Are steep learning curves unpopular?

I like deep and complex and i'm fine with steep learning curves, what i don't like is being punished by having my time wasted.

For me, you solve this by allowing easy experimentation with builds or allowing a respec. I want deep systems to allow customization and building of a character, but i don't want to be punished by having to restart X hours in because i made an bad (or ill-informed) choice.

Now, that argument against that is then choices don't matter and your choices should have consequences, but i think you can still make choices matter by allowing easy experimentation and respecs, infact, i think you make those choices far more interesting.
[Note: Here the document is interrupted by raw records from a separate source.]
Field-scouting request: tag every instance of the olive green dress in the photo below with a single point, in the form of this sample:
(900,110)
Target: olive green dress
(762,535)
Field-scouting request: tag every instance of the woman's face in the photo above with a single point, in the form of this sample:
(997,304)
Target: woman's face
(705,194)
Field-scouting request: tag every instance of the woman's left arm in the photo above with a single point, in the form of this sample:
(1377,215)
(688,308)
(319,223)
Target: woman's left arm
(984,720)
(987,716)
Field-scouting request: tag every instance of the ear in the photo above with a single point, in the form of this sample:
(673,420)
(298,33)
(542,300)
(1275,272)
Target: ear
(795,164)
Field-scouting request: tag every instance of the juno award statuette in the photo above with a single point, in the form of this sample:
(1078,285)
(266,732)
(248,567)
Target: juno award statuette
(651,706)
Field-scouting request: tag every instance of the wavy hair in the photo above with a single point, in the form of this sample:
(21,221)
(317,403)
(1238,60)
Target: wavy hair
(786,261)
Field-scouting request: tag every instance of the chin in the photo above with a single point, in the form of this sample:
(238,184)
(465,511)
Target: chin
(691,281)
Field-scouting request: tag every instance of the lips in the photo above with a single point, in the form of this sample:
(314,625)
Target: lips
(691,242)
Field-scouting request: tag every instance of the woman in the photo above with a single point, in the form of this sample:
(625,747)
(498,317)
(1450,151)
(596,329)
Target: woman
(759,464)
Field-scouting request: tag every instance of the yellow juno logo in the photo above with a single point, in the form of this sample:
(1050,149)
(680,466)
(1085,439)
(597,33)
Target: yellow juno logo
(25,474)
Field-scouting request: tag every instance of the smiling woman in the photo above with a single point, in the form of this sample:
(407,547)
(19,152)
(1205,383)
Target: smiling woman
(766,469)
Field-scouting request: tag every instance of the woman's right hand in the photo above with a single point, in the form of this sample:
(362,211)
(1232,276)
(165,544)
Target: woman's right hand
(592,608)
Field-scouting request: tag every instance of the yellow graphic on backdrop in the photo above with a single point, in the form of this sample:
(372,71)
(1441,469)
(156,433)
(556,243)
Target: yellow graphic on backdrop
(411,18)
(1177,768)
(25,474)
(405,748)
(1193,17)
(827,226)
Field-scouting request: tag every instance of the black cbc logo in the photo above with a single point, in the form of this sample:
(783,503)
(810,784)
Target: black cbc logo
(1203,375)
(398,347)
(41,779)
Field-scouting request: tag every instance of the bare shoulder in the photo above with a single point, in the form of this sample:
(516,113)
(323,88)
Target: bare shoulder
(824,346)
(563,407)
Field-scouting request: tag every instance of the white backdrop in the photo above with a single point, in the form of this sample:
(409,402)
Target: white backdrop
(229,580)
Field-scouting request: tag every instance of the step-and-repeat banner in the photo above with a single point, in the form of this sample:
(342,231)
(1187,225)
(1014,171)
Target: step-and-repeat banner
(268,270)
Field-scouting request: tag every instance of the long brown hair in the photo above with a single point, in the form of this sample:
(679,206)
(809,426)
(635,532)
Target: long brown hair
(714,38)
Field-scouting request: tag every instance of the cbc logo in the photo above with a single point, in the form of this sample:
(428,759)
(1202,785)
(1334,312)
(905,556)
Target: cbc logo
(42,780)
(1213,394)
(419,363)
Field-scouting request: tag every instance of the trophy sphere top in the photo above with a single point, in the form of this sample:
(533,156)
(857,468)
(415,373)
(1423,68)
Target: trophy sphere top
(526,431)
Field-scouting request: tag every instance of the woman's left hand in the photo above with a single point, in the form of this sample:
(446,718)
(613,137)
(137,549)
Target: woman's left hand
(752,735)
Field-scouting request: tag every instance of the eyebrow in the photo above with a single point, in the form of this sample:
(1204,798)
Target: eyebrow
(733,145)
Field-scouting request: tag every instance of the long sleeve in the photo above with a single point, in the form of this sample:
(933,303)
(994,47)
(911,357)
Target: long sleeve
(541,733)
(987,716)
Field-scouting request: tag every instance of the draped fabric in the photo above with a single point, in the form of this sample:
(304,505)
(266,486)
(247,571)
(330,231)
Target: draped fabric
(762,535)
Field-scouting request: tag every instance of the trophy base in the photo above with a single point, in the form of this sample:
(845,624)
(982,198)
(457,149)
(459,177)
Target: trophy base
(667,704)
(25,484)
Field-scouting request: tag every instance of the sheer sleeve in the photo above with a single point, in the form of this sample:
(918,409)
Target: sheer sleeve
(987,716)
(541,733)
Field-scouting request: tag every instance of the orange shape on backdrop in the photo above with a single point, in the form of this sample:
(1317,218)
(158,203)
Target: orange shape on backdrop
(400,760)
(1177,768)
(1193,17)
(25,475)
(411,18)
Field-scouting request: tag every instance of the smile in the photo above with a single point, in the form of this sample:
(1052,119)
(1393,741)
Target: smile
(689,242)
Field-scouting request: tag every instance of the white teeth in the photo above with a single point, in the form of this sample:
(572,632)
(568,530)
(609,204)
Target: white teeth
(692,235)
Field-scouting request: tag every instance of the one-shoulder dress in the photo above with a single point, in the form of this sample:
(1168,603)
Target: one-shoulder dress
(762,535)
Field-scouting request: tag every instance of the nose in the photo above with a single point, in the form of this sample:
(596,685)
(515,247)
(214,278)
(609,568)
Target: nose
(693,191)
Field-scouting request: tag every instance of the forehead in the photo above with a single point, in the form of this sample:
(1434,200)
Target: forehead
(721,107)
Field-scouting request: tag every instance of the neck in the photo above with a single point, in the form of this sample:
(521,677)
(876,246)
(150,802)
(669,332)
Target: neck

One of the interesting parts of this debate is i see a lot of people that argue against respecing in favor of choices that matter will play with a guide or consult a wiki. You don't want to find yourself 50 hours deep with a garbage character, so you look up a build and follow it. To me, that is super boring. I want to make my own character, i don't look up guides or wikis, it kills the fun for me. Allowing me to respec and experiment allows me to figure out how to build a good character, rather than being locked to my choices that were likely made with very little information.

I'll take 2 games as examples, Diablo 3 and Path of Exile. I think both are great games, but this isn't about comparing them. POEs skill tree is massive and really neat to look through and plan builds. It's also quite punishing because barring a system that allows minor adjustments, you are locked in to your choices. That means you either follow a guide (yawn) or build a probably very sub optimal character and sink considerable time in to it. Contrast that with Diablo 3s system, you can swap skills and builds freely (within your chosen class) that lets you play with new skills as they unlock (rather than worrying about wasting a skill point on something) and find builds that work for you and syngerize.

Now, POE allows much more interesting choices in terms of builds, but if you follow a guide, those choices aren't yours so what's the point and if you try to develop the builds yourself, you're going to spend a huge amount of time rerolling characters because the nature of the system doesn't allow experimentation.

I think if you took POE and allowed respeccing, you'd have a much better game that allowed and encouraged experimentation with different builds, you'd still have a very deep, complex system, and the choices in your build would still matter and be impactful, but you wouldn't be forced to resort to a guide to make a good character, you'd be able to figure it out yourself, without wasting countless hours on new characters.